Controversy Swirls Around New Netflix Documentary ‘Amanda Knox’

  1. Home
  2. World
By Miles Goslett | 3:52 am, September 23, 2016
Read More

The new Netflix documentary Amanda Knox will be watched by millions when it drops next week.

It’s presented as a fresh and objective look at the 2007 murder of British student Meredith Kercher in the town of Perugia, Italy. Knox and her former boyfriend Rafaelle Sollecito were found guilty of this crime but after four years in prison were acquitted.

Nothing about this tragic case has ever been straightforward. But now it turns out the same could arguably be said of Netflix’s documentary.

Its makers have said they want the audience to decide the circumstances of Miss Kercher’s death. To that extent their 90-minute film reaches no definitive conclusions and, indeed, uncovers no new evidence. There is no smoking gun.

To their credit  the makers have secured a lengthy interview with Knox (who appears in about half of the film) plus a shorter interview with Sollecito. Significantly, Meredith Kercher’s family – who still have no clear idea of the exact circumstances of Meredith’s death – played no part in the project.

But despite the claims to be objective, Heat Street has established that one of its producers, Stephen Robert Morse, has already delivered his views on the case and he seems to be in no doubt that Knox is innocent.

Morse presented his thoughts in a 1700-word post on his personal blog in February 2014.

This post was subsequently deleted but we have managed to track it down and read it. Having done so, it has to be asked: how objective is this film and did Morse enter into it with a pro-Knox agenda?

The post is titled “Amanda Knox Is Joffrey: Fighting The SVU-Obsessed Narcissistic Trolls Who Want To Live In Her World”.

In his intemperate essay, he proclaims Knox’s innocence and criticises those who believe her to be guilty. He also launches an attack on the British press because allegedly they wrote “crap” about the case. He compares Knox’s treatment to that of Jack Gleeson, the actor who plays bad guy Joffrey in Game of Thrones and who attracted opprobrium in his personal life from some viewers who took the show too seriously.

Here is an excerpt from Morse’s deleted essay:

“In the narrative of Amanda Knox, Amanda has been portrayed as the bad guy, especially for people in the United Kingdom, who saw the trashy, headline-driven press in The Daily Mail, The Sun, and The Daily Mirror that target “working class” citizens of that former empire. With salacious claims of “Foxy Knoxy, the girl who had to compete with her own mother for men” and other horrible, completely false headlines, eventually, anyone who didn’t bother to read the crap in the articles and only read the headlines, might believe that they had some validity, simply from seeing them over and over and over again.”

He adds:

“There is an inherent bias by the media and experts (who are paid for their opinions) to jump to conclusions too early. This clearly happened in Amanda’s case…Very quickly, I learned that the narrative in British media, the one detailed by prosecutors, was preposterous and false.”

From the post we learn that Morse was able to travel to Perugia in 2011 to examine the case himself in what he describes as “independent investigative journalism”.

It may have been these things, but it was also funded by a European Union grant.

After speaking to “thirty” people about the case (we have no idea who they are) he concludes:

“Not a soul thought Amanda and Rafaelle were guilty. They were simply at the wrong place, at the wrong time..”

Morse sums up his defence of Knox by saying:

“Amanda Knox has responded with strength and intelligence to the people who have created hateful Facebook groups against her, like Perugia Vi Odia (Perugia Hates You), and it is my hope that one day she will be free of the misguided hatred that has been lofted upon her for years.”

Heat Street has spoken to friends of the British newspaper reporter who appears in the film, Nick Pisa.

Pisa is said to be very unhappy about what he sees as the negative way he has been portrayed in it. In particular, he is apparently concerned that parts of the interview he gave have been taken out of context.

One friend said: “Italy is very different. Over there, police and prosecutors routinely talk to the press. Nick was the only English speaking freelancer covering the case full time.
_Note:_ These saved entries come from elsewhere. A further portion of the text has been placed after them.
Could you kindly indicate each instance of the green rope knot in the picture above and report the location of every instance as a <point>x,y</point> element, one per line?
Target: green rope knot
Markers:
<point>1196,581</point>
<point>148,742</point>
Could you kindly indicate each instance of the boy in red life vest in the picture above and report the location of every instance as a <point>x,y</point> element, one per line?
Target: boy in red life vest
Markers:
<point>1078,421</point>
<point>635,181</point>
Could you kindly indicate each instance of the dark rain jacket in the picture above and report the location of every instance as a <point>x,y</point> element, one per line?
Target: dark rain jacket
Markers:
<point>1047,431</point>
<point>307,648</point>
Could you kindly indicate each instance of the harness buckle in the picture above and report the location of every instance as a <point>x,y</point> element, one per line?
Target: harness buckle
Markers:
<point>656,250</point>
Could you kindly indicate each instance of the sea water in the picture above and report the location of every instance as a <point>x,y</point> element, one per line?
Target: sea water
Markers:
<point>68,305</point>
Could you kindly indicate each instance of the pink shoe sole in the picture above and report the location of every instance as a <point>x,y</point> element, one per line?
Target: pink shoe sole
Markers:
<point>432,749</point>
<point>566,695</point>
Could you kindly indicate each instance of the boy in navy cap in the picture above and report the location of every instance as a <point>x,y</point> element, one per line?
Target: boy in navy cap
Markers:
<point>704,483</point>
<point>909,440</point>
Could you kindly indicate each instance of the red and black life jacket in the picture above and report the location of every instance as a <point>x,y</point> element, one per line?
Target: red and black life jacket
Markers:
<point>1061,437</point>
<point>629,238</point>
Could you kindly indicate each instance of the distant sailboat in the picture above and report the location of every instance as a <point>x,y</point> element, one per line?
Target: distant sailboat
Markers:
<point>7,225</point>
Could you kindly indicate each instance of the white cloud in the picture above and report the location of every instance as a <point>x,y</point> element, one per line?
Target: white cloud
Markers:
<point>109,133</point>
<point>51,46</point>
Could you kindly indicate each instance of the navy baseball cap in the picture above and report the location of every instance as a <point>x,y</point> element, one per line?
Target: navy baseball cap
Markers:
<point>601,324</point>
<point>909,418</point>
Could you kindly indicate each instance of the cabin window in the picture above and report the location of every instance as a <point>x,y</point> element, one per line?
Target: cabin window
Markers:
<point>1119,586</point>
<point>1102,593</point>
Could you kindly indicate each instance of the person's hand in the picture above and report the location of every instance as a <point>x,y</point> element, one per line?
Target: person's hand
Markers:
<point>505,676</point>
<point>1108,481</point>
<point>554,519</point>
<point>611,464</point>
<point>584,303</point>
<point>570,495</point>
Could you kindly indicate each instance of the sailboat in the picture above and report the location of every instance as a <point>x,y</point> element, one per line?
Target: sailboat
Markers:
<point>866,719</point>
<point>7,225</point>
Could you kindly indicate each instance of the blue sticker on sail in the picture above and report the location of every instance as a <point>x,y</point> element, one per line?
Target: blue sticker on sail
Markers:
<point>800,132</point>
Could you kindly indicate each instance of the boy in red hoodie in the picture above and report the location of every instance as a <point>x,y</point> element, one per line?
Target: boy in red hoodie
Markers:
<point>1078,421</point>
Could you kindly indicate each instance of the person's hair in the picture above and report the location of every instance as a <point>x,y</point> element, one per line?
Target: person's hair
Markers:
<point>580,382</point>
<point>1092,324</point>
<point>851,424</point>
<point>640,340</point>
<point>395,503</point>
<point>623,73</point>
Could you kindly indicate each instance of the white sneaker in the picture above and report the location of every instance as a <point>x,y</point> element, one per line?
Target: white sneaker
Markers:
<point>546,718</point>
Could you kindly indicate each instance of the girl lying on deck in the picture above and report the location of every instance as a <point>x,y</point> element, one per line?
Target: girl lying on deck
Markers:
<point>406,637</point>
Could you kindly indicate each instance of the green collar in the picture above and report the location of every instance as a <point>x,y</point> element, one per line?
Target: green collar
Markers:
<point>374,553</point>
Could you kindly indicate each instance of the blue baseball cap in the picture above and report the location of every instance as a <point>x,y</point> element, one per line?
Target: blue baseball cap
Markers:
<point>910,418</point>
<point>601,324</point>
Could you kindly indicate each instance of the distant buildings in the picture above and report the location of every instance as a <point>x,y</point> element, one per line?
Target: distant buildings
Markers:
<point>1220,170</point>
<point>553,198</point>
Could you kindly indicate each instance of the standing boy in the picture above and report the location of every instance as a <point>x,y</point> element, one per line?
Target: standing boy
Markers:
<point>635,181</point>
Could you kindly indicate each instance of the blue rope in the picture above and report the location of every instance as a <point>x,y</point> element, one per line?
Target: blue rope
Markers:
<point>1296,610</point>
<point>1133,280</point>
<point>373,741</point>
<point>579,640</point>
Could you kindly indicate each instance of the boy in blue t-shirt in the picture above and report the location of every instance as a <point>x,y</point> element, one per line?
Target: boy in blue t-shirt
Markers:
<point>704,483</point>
He made it his business to get to know police and prosecutors and they briefed him. In a breaking news situation, he was told the murder weapon had been found and it had Amanda’s prints on the handle and Meredith Kercher’s DNA on the blade. How was he supposed to independently test on the spur of the moment what the police had told him? Of course he couldn’t, so he reported it. And yet Nick’s been made out to be a scumbag tabloid journalist.”
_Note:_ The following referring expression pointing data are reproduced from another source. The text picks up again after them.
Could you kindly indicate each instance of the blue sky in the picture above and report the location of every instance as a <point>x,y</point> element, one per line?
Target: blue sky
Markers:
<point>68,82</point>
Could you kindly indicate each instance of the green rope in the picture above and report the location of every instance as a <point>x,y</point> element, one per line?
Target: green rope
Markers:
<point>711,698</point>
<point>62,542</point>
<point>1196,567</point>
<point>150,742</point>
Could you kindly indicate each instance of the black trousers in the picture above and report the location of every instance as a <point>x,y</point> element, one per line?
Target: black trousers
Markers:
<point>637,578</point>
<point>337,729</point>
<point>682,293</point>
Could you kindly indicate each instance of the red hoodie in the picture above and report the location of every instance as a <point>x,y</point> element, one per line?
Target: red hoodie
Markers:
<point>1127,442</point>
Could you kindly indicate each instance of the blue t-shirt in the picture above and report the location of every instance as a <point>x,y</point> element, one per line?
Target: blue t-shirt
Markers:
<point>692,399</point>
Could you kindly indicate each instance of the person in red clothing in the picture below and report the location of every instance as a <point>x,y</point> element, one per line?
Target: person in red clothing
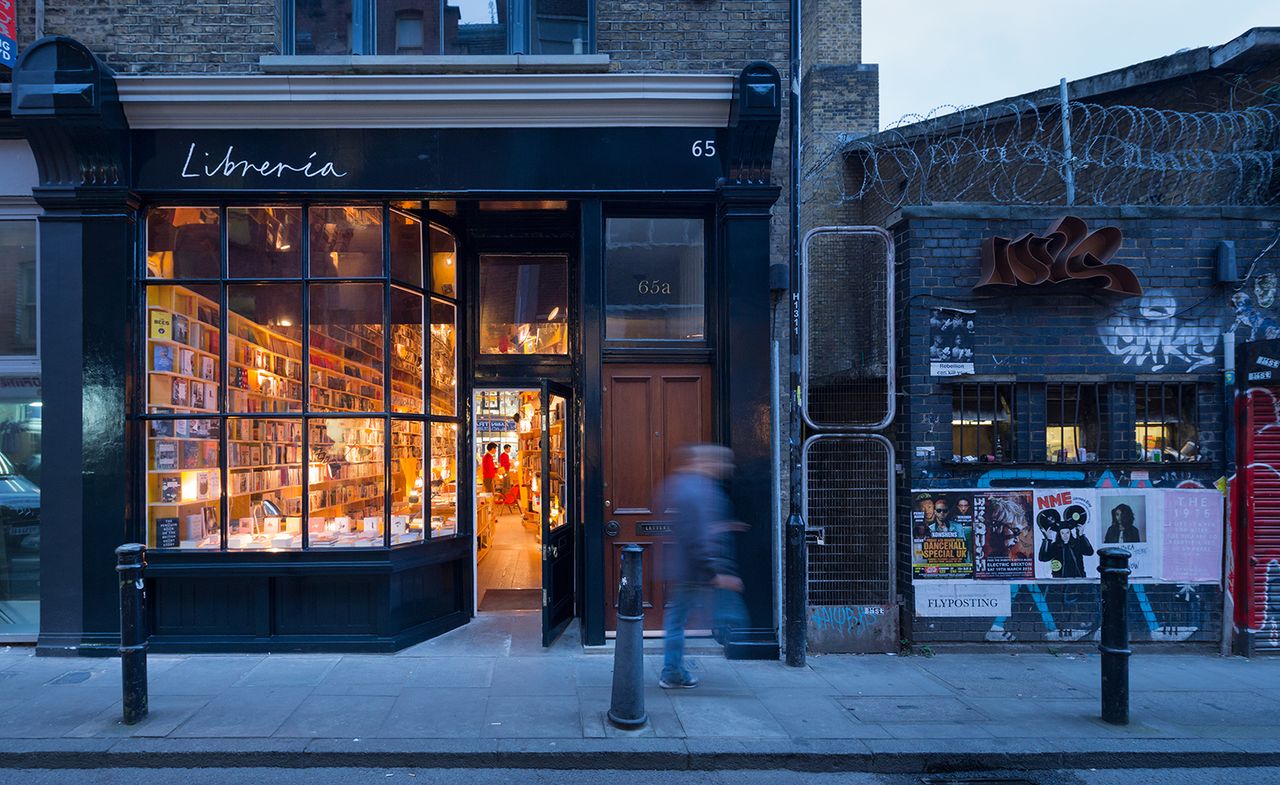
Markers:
<point>489,466</point>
With a high voltage story such as this one, it is always difficult to remain completely objective.

But among the many outstanding questions surrounding the case can be added these regarding Netflix’s film: why did Morse apparently remove from public view the blog post in which he wrote with such passion in defence of Knox; and how has this affected the project overall?

Heat Street asked Morse to comment several times but he did not respond directly to requests to do so.

A Netflix spokesman said: “Stephen Morse was given an honorary producer credit for his role in introducing Rod Blackhurst and Brian McGinn to a family friend of Amanda Knox. Rod and Brian are the co-directors of the documentary and Stephen Morse did not have any creative input into the film.”